According to the National Association of Victim Support Schemes, which is to issue a report entitled "Band Aid for Victims?" tomorrow morning:
the current scheme has some serious deficiencies".
One of these
is the long delay before awards are made.
However, the report also points out that this situation has been improved and that the proportion of cases resolved within a year has increased from 25 per cent. in 1990–91 to 49 per cent. last year. The chairman of the Criminal Injuries Compensation Board, my right hon. and noble Friend Lord Carlisle of Bucklow, himself reminded the victim support association at its annual conference:
he who gives twice gives quickly.
The improvement in the speed with which the board deals with claims has to a considerable extent resulted from pressure from activity, including the management reviews carried out by my right hon. and learned Friend and in particular by the Home Affairs Select Committee. As a result, working procedures and the turnover of claims has increased enormously. The position is in no sense the same as it was three or four years ago.
I warmly congratulate the board on making the improvements it has. If those improvements are allowed to continue, there can be little doubt, by any standards that my right hon. and learned Friend cares to adopt, that the Criminal Injuries Compensation Board is likely to be meeting its targets. As you know, Mr. Deputy Speaker, targets and milestones—the jargon of management consultants in 1993—are very important and very dear to the hearts of the Treasury, the Public Accounts Committee and this House. There cannot therefore be any justification for changing the scheme, and any suggestion that it can be improved by cutting benefits simply does not stand up to examination.
The present scheme, in fact, excludes classes of people from receiving benefit. It excludes those who have criminal convictions, those whose way of life makes it inappropriate that they should receive compensation, and those who consented to the risk of injury by indulging in, say, a good pub fight.
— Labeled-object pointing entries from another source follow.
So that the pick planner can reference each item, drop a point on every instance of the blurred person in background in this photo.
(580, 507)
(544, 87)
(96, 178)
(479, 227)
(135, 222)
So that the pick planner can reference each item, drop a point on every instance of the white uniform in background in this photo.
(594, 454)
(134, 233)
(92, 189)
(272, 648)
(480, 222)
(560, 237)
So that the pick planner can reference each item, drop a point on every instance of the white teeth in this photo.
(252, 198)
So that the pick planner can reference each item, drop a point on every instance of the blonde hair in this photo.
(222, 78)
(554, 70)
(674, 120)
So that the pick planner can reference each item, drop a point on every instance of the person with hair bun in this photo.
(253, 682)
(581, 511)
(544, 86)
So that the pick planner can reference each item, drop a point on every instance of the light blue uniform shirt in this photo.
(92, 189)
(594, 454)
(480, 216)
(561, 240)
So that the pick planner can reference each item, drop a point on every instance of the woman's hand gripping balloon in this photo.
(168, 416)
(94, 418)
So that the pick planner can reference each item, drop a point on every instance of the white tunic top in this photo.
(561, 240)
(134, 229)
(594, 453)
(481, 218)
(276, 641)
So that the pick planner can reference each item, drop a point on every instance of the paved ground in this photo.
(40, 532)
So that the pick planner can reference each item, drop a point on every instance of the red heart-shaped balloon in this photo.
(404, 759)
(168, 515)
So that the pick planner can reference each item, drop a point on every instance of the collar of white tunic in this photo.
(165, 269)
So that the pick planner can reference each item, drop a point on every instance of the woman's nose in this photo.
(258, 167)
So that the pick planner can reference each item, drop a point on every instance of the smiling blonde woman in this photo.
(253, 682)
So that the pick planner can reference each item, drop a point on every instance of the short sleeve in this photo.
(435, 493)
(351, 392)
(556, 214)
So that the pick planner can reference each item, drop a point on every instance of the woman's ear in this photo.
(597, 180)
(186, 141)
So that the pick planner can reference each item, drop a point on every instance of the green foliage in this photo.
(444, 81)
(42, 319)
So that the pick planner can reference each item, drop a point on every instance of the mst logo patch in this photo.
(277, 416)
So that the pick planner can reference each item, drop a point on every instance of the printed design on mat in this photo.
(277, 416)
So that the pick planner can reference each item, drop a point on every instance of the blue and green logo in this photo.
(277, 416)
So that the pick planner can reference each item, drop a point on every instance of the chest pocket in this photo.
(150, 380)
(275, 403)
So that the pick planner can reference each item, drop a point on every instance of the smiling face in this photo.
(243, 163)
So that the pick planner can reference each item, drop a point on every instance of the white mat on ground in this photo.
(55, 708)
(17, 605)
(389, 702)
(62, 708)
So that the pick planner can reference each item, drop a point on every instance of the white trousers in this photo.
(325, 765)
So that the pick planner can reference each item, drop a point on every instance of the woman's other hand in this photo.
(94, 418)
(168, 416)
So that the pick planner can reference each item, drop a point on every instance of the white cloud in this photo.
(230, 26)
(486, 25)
Those restrictions are bound to continue to apply, so the innocent victims—those who are left—will merely suffer potentially vast diminution of benefits.
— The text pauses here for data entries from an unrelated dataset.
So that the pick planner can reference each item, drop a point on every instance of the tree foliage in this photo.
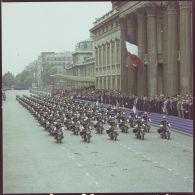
(8, 79)
(24, 79)
(47, 71)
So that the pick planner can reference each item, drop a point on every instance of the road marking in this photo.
(79, 165)
(87, 174)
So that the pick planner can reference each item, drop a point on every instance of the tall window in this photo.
(108, 55)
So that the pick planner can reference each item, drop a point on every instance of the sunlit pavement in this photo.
(33, 162)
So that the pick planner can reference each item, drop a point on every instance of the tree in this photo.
(24, 79)
(8, 79)
(47, 71)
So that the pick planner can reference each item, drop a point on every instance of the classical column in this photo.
(111, 53)
(110, 82)
(106, 82)
(116, 88)
(102, 56)
(172, 50)
(108, 54)
(131, 70)
(115, 52)
(152, 50)
(96, 56)
(99, 56)
(105, 55)
(141, 40)
(185, 47)
(164, 48)
(123, 55)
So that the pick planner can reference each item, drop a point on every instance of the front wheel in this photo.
(142, 136)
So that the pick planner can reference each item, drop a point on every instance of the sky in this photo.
(31, 28)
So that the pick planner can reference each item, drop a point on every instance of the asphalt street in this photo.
(33, 162)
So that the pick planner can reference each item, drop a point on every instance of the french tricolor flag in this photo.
(132, 50)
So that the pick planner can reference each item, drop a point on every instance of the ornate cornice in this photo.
(150, 9)
(185, 4)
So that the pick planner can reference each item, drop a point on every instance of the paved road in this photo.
(33, 162)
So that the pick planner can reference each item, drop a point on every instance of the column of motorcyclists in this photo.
(57, 114)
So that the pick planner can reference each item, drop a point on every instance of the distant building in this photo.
(83, 64)
(163, 32)
(59, 61)
(106, 33)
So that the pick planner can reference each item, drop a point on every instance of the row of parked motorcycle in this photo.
(57, 114)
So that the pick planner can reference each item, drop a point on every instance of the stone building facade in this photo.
(82, 65)
(106, 34)
(163, 33)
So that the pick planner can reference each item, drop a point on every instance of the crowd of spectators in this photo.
(178, 105)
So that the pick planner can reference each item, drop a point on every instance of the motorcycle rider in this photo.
(164, 124)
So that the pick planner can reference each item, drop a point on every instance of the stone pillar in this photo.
(99, 56)
(110, 82)
(152, 50)
(115, 52)
(111, 54)
(164, 47)
(185, 48)
(116, 88)
(131, 70)
(123, 55)
(141, 40)
(106, 55)
(172, 50)
(102, 56)
(106, 82)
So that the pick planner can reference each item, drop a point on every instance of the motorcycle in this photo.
(123, 127)
(59, 138)
(112, 134)
(76, 129)
(164, 132)
(139, 132)
(99, 128)
(86, 135)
I wanted to wind up by putting to the Minister of State some questions that I know he will answer with his customary diligence.
How would a tariff scheme take sufficient account of the personal circumstances in a rape case? These cases are tremendously difficult and require careful consideration—not a cheque for £500. How would a tariff scheme take account of the average and future working life of a claimant? Would a man of 75 be paid the same for the loss of a limb as a man of 30 who had 35 years of working life left?
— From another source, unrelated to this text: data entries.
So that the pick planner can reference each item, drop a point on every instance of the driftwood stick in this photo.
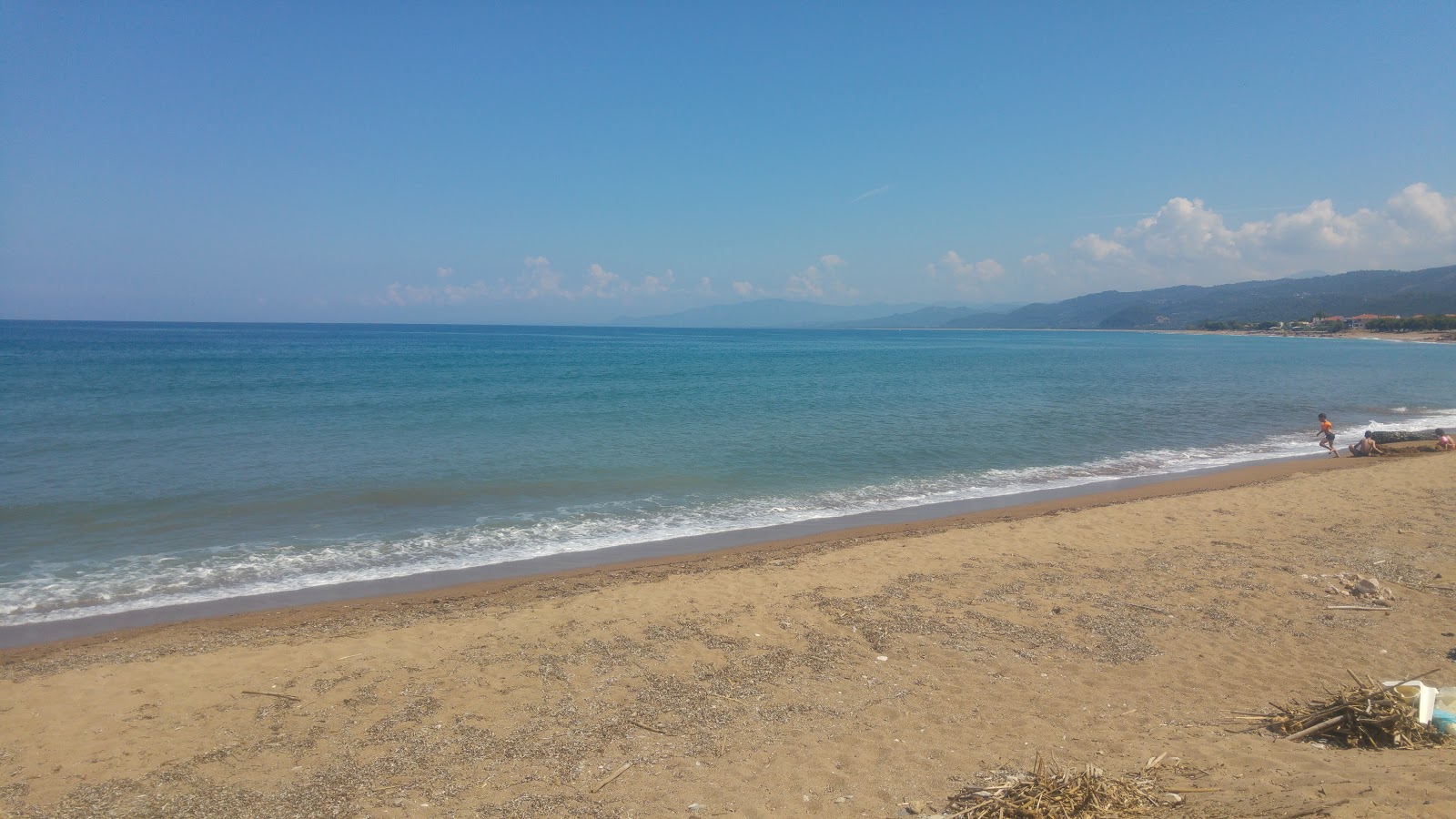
(1314, 811)
(278, 695)
(1318, 726)
(652, 729)
(615, 774)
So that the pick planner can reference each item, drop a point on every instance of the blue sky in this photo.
(575, 162)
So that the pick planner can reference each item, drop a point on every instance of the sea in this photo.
(149, 467)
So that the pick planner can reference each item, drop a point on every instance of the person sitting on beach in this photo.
(1366, 446)
(1327, 431)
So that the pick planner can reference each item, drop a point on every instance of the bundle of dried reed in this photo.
(1047, 793)
(1368, 716)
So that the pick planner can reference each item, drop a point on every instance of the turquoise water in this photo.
(147, 465)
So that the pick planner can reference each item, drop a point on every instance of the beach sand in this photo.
(834, 676)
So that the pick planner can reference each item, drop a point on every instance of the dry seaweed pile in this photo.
(1057, 794)
(1366, 716)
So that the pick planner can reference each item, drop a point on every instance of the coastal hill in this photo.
(1383, 292)
(1296, 298)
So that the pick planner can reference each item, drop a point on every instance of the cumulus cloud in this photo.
(1187, 242)
(819, 278)
(968, 278)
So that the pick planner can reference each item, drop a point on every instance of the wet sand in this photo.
(830, 675)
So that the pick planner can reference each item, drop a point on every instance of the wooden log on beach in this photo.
(1383, 438)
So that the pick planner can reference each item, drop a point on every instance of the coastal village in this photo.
(1426, 327)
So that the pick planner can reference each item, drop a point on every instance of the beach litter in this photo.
(1359, 586)
(1052, 792)
(1370, 714)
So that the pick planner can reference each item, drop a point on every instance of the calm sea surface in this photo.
(146, 464)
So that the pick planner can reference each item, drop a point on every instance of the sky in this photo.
(577, 162)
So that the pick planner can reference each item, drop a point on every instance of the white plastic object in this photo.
(1420, 695)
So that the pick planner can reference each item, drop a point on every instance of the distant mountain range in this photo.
(1380, 292)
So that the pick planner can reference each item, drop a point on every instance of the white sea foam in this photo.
(55, 591)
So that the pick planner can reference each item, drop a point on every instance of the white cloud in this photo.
(866, 194)
(538, 280)
(654, 285)
(603, 283)
(1419, 206)
(1187, 242)
(967, 276)
(814, 280)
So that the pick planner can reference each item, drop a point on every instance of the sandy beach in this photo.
(842, 675)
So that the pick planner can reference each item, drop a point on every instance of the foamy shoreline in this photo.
(910, 518)
(834, 675)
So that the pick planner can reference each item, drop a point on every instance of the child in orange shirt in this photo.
(1327, 431)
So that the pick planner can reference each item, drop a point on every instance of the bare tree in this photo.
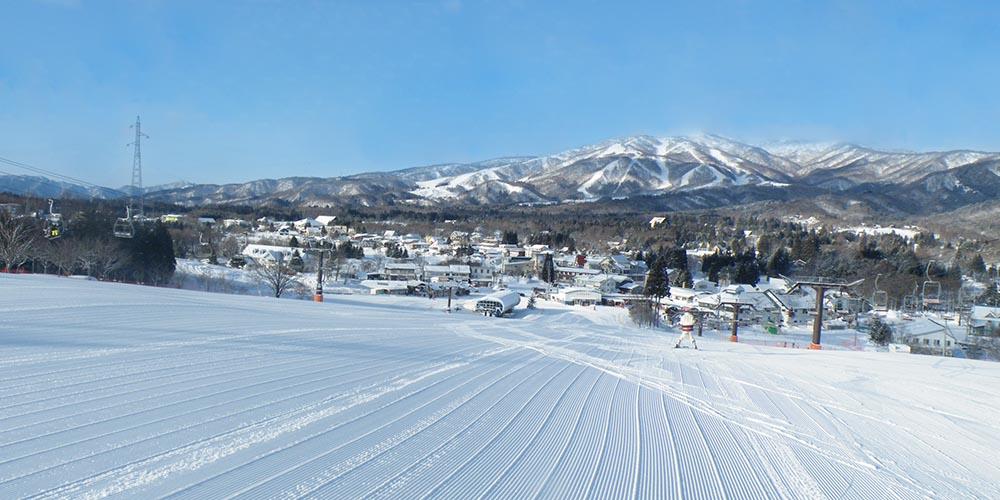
(110, 257)
(88, 255)
(230, 246)
(16, 240)
(63, 254)
(277, 276)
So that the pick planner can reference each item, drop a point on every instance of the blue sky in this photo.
(232, 91)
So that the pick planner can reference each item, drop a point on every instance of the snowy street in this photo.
(148, 392)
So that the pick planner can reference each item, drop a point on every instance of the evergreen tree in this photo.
(657, 282)
(151, 255)
(548, 269)
(977, 266)
(989, 297)
(879, 331)
(510, 238)
(683, 279)
(779, 263)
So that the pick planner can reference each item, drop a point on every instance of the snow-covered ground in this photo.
(119, 389)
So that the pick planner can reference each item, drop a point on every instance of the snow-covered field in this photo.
(118, 389)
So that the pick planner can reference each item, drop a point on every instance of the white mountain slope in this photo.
(636, 165)
(620, 168)
(112, 389)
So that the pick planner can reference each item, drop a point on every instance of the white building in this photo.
(579, 296)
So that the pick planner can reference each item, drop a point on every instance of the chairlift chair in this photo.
(53, 223)
(931, 289)
(880, 298)
(123, 226)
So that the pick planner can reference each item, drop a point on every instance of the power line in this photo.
(46, 172)
(51, 174)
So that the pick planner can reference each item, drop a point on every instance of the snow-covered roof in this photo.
(985, 313)
(409, 266)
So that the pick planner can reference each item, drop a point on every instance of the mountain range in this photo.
(700, 171)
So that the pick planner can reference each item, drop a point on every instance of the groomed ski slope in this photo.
(111, 389)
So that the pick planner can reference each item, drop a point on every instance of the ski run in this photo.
(121, 390)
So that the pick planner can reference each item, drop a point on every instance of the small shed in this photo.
(497, 304)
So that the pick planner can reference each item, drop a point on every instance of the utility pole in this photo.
(821, 285)
(137, 170)
(318, 296)
(736, 307)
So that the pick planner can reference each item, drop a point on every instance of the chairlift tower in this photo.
(136, 194)
(821, 285)
(735, 306)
How would a tariff-based scheme take account of the effect of scarring on a young woman with her life ahead of her and with prospects of marriage and a family, compared to the effect on, say, a woman in her 50s or 60s or an older man, whose marriage prospects would not be lessened to the same degree?
How would payment for, say, a broken nose or a broken jaw be calculated? Under the present scheme, the Criminal Injuries Compensation Board considers medical and police evidence most carefully. If it did not do so, the payment could be too great.
I do not believe that a tariff system would be quicker than the present system, bearing in mind the need to take into account police evidence and medical reports. If those were to be dispensed with, justice would fly out of the window. Anyone reading the 28th report of the Criminal Injuries Compensation Board will be deeply impressed by the fact that, in the year ended 31 March 1992, the board received 61,400 applications, as against 50,820 in 1990–91.
I urge my hon. Friend not to replace the excellent scheme that we have at the moment with a cheaper, tariff-based scheme—a scheme based on rough justice. If the Home Office decides to do that, I for one will have the greatest possible difficulty in supporting it.